Na ocasião, o vice-governador Zé Eliton disse estar atento a todas as ações dentro dos presídios, particularmente do Complexo Prisional de Aparecida de Goiânia. Ele destacou que o monitoramento que está sendo feito pelo serviço de Inteligência da Secretaria de Segurança Pública permite antever situações de crise para intervenção imediata das forças especiais. “O governo reforçou a segurança para evitar ou controlar situações de amotinamentos”, disse.

A reunião, realizada na Vice-Governadoria, 4º andar do Palácio Pedro Ludovico Teixeira, reuniu secretário de Segurança Pública, Ricardo Balestreri, o presidente da Agência Goiana de Obras Públicas e Transporte (Agetop), Jayme Rincón, o gerente de Inteligência da SSP, Kleber Leandro Toledo Rodrigues, integrantes da Diretoria-Geral de Administração Penitenciária e técnicos da Secretaria da Fazenda (Sefaz). O estágio das obras dos cinco novos presídios em construção no Estado também foi apresentado no encontro.

Durante o encontro, o diretor-geral de Administração Penitenciária, coronel Edson Costa, assegurou que as forças de segurança estão hoje preparadas para qualquer intervenção imediata no Complexo de Aparecida e em outros presídios goianos. As equipes estão preparadas para efetivar retomadas, se for o caso.

Durante a reunião, o secretário de Segurança Pública, Ricardo Balestreri, apresentou preliminarmente dados relativos ao declínio dos indicadores de criminalidade no Estado de Goiás. “São quedas expressivas como, por exemplo, latrocínios que caíram 40%”, disse, lembrando que o Estado é o único do Brasil onde “os índices de violência estão todos em queda”.

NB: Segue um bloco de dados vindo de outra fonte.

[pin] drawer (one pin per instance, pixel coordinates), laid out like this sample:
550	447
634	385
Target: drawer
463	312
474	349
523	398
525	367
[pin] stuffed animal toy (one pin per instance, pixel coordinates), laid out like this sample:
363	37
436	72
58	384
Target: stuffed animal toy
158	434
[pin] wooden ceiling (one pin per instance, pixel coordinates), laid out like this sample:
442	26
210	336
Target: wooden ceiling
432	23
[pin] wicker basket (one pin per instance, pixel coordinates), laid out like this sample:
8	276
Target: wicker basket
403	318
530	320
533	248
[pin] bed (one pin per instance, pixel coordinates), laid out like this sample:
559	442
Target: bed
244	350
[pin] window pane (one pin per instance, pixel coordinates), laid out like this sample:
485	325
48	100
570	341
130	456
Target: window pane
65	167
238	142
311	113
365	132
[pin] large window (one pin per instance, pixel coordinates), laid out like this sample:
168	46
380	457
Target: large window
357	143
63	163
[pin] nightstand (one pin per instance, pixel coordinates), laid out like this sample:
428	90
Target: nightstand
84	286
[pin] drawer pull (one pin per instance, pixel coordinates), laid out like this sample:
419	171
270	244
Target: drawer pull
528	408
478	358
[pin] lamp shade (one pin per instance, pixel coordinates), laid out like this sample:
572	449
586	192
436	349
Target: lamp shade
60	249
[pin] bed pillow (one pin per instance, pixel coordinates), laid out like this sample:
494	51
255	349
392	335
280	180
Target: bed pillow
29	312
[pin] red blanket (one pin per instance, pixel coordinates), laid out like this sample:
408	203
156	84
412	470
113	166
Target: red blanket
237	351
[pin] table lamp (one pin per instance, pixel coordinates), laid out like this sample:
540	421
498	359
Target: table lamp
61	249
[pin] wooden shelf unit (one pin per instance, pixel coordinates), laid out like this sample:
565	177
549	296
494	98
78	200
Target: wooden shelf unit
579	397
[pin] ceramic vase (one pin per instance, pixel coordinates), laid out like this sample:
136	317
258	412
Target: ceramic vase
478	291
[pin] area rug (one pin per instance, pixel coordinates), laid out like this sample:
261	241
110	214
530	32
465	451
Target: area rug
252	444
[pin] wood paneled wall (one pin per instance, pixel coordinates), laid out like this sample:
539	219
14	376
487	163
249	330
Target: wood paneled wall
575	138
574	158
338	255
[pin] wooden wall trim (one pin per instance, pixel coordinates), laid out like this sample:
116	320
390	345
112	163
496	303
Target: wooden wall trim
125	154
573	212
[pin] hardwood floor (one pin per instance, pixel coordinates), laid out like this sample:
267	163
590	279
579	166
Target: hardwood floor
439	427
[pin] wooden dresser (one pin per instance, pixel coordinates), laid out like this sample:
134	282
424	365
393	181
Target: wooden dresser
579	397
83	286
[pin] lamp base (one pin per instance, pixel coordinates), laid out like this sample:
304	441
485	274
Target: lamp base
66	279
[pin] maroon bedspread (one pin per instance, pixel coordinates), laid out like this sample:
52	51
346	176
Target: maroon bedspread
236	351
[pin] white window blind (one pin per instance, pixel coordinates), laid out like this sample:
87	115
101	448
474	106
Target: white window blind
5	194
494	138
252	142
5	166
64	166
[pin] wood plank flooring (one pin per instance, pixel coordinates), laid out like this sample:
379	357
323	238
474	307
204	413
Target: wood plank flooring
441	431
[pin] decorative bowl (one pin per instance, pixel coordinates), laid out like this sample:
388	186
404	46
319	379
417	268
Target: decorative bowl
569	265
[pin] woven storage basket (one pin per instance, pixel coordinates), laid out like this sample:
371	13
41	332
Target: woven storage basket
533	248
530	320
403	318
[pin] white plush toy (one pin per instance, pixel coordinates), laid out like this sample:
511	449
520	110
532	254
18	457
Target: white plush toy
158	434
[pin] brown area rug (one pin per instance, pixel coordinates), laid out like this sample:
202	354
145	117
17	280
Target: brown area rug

Edson Costa explicou, ainda, que rebeliões, amotinamentos e tentativas de fuga são inerentes às prisões brasileiras, que têm muitas carências. “O sistema todo pode passar por isso, não só Goiás. Mas aqui, a crise teve um pico e agora está sendo contornada”, disse. O diretor de Administração Penitenciária ressalta que Goiás tem um serviço de monitoramento que é referência para o país, complexo e de alta precisão. “Temos condições de agir imediatamente ante qualquer ação dentro dos presídios”, assevera.

O recém-empossado diretor acrescentou que a Administração Penitenciária tem buscado ouvir as reivindicações da população carcerária, “mas, dentro da legítima ação do Estado, sem aceitar imposição”. Ele declara que os internos dos presídios goianos já estão cientes do novo modelo de sistema disciplinar e que podem ser transferidos de unidade, caso não sigam a disciplina. “A nova dinâmica da lei é a novidade e o referencial de controle”, afirma o diretor-geral.